サンタクロースが誘拐され、側近のカラムが、裏社会の追跡者ジャック・オマリーを巻き込みサンタそ捜索する話。ハイテク描写や、カラムを演じるドウェイン・ジョンソンの幼児向けではない存在感、ジャックや敵の犯罪もの要素など、クリスマスを大人っぽく(マセガキっぽく)彩っている。
でも、序盤でサンタがソリに乗って世界中を飛び回るシーンが、ハイテク魔改造サンタではあるんだけど、やっていることも映像の輝きも純粋なサンタクロースの夢ある要素だった。現代の映像技術やノリでサンタクロースへのときめきをアップデートして描いた、王道のサンタ映画の最新版でもあった。
世界中のおもちゃ屋がサンタの基地とつながっていてワープできるのも、一回ませた後のSFな発想だけど、サンタクロースの新解釈として夢があって良い。
最後のプレゼント配りも、今の映像技術と発想で面白く、昔から変わらず温かく描かれていた。これぞサンタクロースという真髄を最後にしっかり見せられて温かい気持ちで帰れた。
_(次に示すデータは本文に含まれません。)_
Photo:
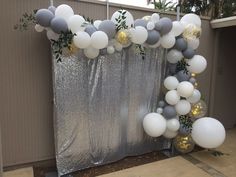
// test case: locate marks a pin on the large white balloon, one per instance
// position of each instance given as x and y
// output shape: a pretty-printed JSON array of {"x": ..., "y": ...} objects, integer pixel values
[
  {"x": 183, "y": 107},
  {"x": 168, "y": 40},
  {"x": 172, "y": 97},
  {"x": 91, "y": 52},
  {"x": 177, "y": 28},
  {"x": 139, "y": 35},
  {"x": 185, "y": 89},
  {"x": 75, "y": 23},
  {"x": 154, "y": 124},
  {"x": 173, "y": 124},
  {"x": 99, "y": 40},
  {"x": 171, "y": 82},
  {"x": 64, "y": 11},
  {"x": 208, "y": 132},
  {"x": 195, "y": 97},
  {"x": 173, "y": 56},
  {"x": 197, "y": 64},
  {"x": 129, "y": 20},
  {"x": 82, "y": 40},
  {"x": 191, "y": 18}
]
序盤のジャック・オマリーによる犯罪シーンの手際のよさが気持ちいい。
何のための行動か分からないけど、ジャックが手際よくものをかすめとったり、人の目を盗んで工作したりして、それが次の行動につながって数十秒後に「そのためだったのか!」と分かる。一連の行動が休みなく、スピード感もこちらがギリギリ振り落とされない速さで進むので、ぐいぐい引きつけられる。このハイレベルな犯罪描写を最初に見せられて、この映画はどうやら芸達者っぽいぞ、と最初にかまされた。

違う形で夢を失った二人のバディもの。
サンタを探すカラムとジャックは、正反対だけど二人とも夢が欠けている。ジャックは幼い頃からサンタを信じておらず、人のものを盗んで得をしようという犯罪者になっている。カラムは、サンタの弟子として夢を与える仕事に尽力してきたが、世の中は悪人や自分のことしか考えていない人間ばかりで、夢を与えようとしても響かないんじゃないかと絶望し始めている。それぞれ、夢を見ること、見せることを諦めた二人。
また、ジャックは「おれは人の悪いところを見抜く能力がある」と言い、視界に入った人間の様子からどんな悪人かの推理を披露する。これが実は、カラムと対になっている。映画の最後でカラムの目には、ジャックがサンタを信じる純粋な子供の姿で見える。カラムは元々、人がそう見える目の持ち主だったのに、それができなくなっていたのが最後に分かる。人の悪さを見抜けるジャック、人の純粋さを見る能力をなくしていたカラム。この映画は、逆方向から似た状態に陥った二人のバディものだった。
一緒にピンチに陥って互いのダメさを見て、自分のダメさを振り返るうちに、また夢への勇気を取り戻していく二人。二人とも、ワンミスでもあったら夢なんて成立しないじゃないかと諦めていた。現実には夢のない瞬間もたくさんある。それでも、もう一回夢の力を信じてみる。一回諦めたところからもう一回信じるのは覚悟と忍耐が必要。でも、ただお花畑なのではなく、嫌な現実も知ってしまったからこそ、夢を信じる意味がある。

結構ギチギチに敵との戦い。
2時間の中で展開も多いし、バトルシーンの数も多い。気軽な映画かと思ったら意外と複雑で、「その目的のために今はこのミッションに挑む」という状況が多いので、「今なんでこれやってるんだっけ?」と抜け落ちてしまう瞬間はあった。それでも別に、そのパートごとのクリアのために奔走する姿をハラハラして楽しめる。